Zeidora tasmanica

Scientific classification
- Kingdom: Animalia
- Phylum: Mollusca
- Class: Gastropoda
- Subclass: Vetigastropoda
- Order: Lepetellida
- Family: Fissurellidae
- Subfamily: Zeidorinae
- Genus: Zeidora
- Species: Z. tasmanica
- Binomial name: Zeidora tasmanica (Beddome, 1883)
- Synonyms: Legrandia tasmanica Beddome, 1883; Zeidora legrandi Tate, 1894;

= Zeidora tasmanica =

- Authority: (Beddome, 1883)
- Synonyms: Legrandia tasmanica Beddome, 1883, Zeidora legrandi Tate, 1894

Species of gastropod

Zeidora tasmanica is a species of sea snail, a marine gastropod mollusk in the family Fissurellidae, the keyhole limpets and slit limpets.

==Description==
The length of the shell attains 5 mm, its height 0.8 mm.

(Described as Zeidora legrandi) The white, delicate shell is depressedly conical and cap-shaped. It is elliptic-oblong in basal outline, rounded behind, truncately rounded and deeply cleft in front, with a narrow sunken fissural band extending to the apex. The back is depressedly convex. The apex is minute and short, hooked and somewhat adpressed, almost reaching the posterior margin.

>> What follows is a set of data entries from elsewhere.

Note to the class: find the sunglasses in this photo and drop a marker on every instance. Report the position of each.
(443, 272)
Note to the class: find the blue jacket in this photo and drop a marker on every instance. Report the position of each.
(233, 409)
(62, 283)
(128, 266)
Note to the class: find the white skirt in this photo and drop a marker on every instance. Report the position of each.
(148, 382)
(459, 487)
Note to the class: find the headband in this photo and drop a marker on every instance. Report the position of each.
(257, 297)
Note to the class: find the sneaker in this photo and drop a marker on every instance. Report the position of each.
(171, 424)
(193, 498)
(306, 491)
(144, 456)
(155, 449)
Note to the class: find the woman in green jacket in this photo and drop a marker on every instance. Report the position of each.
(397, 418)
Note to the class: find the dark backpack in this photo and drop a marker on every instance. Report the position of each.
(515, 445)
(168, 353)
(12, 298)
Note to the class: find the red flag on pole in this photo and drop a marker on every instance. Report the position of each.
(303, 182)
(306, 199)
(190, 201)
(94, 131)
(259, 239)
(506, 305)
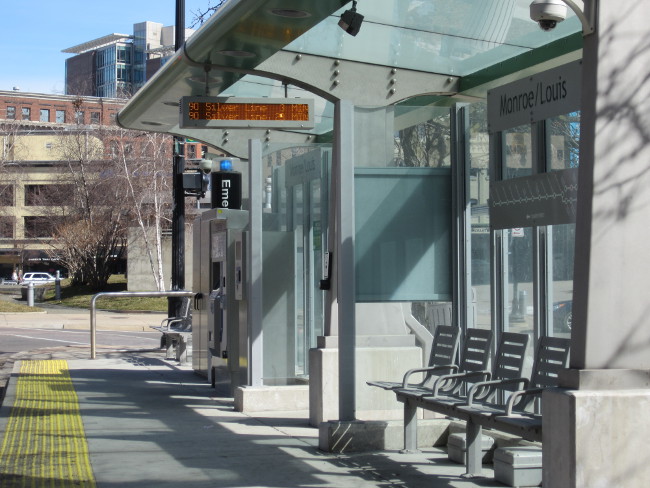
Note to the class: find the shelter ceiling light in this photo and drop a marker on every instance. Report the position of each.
(290, 13)
(351, 20)
(237, 53)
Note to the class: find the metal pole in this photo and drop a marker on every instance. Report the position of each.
(178, 197)
(93, 310)
(344, 135)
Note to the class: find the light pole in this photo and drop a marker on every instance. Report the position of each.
(178, 197)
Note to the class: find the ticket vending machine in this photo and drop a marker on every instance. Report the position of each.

The ornament consists of concentric threadlets and obliquely radial threadlets, which produce an elegant cancellation of rhombic spaces. In the apical region the ornament is extremely fine, but beyond it the cancellation is visible to the unaided eye (there are about nine rows of rhombic spaces in a radial distance of 2 millimetres measured from the periphery). The margin of the aperture is closely crenulate-serrate. The fissural band is margined on each side by an elevated rounded keel, which is crenately sculptured. The scars on the fissural band are arched, sharp and close, but not contiguous.

The inside is glossy and smooth. The septum is narrowly crescentic (extending in the middle line to about one-fifth and on the sides to about one-fourth of the length of the aperture), much depressed posteriorly (about one-half the depth of the shell) becoming shallower on the anterior border, which almost reaches the base of the shell.

==Distribution==
This marine species is endemic to Australia and occurs off Tasmania.